Kakheti railway line, the construction of which was completed in 1915, passed through the regions popular with making outstanding Georgian wines: "Mukuzani", "Tsinandali", "Rkatsiteli", "Manavis Mtsvane" and etc.
In 1923, the first "Ferli" class steam engines were substituted by "F" and "SU" series steam engines.
As a result of electrification of Surami Pass, “С-10” class steam engines were substituted by "General Electric” engines, providing faster traveling.
In 1932 the first electric depot was constructed in Khashuri. The first Soviet electric “ВЛ-19” locomotive was tested here. Now this first steam engine stands on the pedestal at the station Khashuri.
One of the significant dates in the history of the Georgian railway is August 16th, 1932, when the first electric engine passed Surami Pass. Since then all railway lines were gradually transformed to electric traction. In November 1967, this process was completed - all lines of Georgian railway, including Borjomi-Bakuriani narrow-gauge, were electrified.
Since 1974 new and modern electric engine of “ВЛ-10” and “ВЛ-11” series appear in the railway, which were constructed in Tbilisi electric engine repair factory.
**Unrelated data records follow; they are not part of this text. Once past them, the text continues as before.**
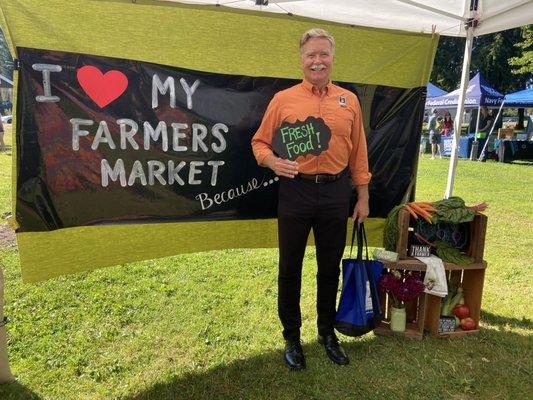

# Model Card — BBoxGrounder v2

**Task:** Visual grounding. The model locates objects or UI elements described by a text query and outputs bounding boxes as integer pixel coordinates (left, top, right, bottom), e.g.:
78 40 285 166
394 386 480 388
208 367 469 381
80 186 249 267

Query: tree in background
509 25 533 129
431 25 533 93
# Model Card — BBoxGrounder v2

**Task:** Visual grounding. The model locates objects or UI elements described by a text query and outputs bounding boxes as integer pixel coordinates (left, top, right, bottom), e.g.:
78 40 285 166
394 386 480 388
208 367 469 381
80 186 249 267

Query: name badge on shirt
339 96 347 107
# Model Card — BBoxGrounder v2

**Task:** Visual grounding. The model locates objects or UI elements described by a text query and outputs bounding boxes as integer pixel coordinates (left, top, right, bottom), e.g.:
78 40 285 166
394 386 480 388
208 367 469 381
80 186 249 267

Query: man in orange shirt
252 29 371 370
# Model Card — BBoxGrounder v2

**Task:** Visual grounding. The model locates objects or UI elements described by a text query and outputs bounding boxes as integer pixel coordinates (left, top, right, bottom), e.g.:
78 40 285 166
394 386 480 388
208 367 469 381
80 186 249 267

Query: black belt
296 170 346 183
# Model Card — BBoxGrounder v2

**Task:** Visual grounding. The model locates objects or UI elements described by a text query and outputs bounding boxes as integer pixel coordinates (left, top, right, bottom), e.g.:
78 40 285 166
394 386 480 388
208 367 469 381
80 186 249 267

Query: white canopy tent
169 0 533 197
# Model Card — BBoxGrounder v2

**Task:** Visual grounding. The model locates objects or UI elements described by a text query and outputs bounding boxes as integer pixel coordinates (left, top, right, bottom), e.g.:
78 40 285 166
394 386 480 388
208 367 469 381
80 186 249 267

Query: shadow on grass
0 381 43 400
121 326 528 400
481 310 533 330
121 342 374 400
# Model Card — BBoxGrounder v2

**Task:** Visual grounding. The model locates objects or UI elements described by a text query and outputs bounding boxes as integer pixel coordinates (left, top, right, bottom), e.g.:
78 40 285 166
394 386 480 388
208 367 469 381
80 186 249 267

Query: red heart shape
76 65 128 108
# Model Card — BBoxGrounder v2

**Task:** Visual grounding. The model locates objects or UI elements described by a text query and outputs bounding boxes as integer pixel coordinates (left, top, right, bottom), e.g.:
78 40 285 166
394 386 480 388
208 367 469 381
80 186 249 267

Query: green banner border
17 218 385 282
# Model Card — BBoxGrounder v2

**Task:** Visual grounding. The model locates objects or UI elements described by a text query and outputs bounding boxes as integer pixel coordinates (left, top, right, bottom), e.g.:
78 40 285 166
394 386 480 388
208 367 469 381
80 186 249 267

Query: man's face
302 38 333 86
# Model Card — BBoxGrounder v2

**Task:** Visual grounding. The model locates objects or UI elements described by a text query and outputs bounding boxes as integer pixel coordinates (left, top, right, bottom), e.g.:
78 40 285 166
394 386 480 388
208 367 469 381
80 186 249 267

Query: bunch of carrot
404 201 436 224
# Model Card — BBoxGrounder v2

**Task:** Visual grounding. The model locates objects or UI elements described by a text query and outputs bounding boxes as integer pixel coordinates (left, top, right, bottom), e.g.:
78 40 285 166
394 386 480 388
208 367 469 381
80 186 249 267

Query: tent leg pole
477 100 505 161
0 265 15 384
444 26 479 198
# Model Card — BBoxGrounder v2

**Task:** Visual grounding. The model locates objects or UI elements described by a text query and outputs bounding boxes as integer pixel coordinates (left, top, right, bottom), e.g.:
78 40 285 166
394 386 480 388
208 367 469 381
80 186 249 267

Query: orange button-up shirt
252 80 372 185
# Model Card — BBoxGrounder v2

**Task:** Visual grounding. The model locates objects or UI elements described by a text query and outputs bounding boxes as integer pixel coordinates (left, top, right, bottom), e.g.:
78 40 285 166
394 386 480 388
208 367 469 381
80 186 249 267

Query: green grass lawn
0 123 533 400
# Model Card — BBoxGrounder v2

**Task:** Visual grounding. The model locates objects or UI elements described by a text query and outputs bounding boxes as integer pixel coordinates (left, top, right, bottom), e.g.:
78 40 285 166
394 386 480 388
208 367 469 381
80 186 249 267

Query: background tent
178 0 533 197
426 72 504 108
175 0 533 37
427 82 446 99
0 0 533 279
504 88 533 108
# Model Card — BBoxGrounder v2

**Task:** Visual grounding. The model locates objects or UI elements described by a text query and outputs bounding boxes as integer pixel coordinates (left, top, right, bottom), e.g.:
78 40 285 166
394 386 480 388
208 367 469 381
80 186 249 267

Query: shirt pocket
332 108 354 138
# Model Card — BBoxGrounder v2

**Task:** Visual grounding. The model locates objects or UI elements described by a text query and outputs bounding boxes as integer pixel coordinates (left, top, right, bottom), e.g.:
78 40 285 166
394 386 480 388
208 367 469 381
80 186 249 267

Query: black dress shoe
318 335 350 365
285 340 305 371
The rapid development of the leading industrial and agricultural branches, such as tea-growing, citrus-growing, gardening, wine-growing, was followed by new railway constructions: Natanebi-Ozurgeti (1924), Brotseula-Tskaltubo (1934), Senaki-Ingiri-Gali (1930), Gali-Ochamchire-Sokhumi (1938), Gori-Tskhinvali (1940).
On 31st of December, 1986, the construction of Marabda-Akhalkalaki new railway line was completed.
The epoch of communication, automating and telemechanics in the history of Georgian Railway goes back to 1946-1949. The automatic blockage switches and mounts electric centralizing systems, train and maneuvering radio communications.
The complicated geographical relief of Georgia motivated the construction of the artificial engineering buildings, which include more than 3,700 constructions. Total length of the Georgian Railway is 2,344, 2 km.
On April 12, 2012 Georgian Railway from Limited Liability Company wasreorganized to Joint-stock Company.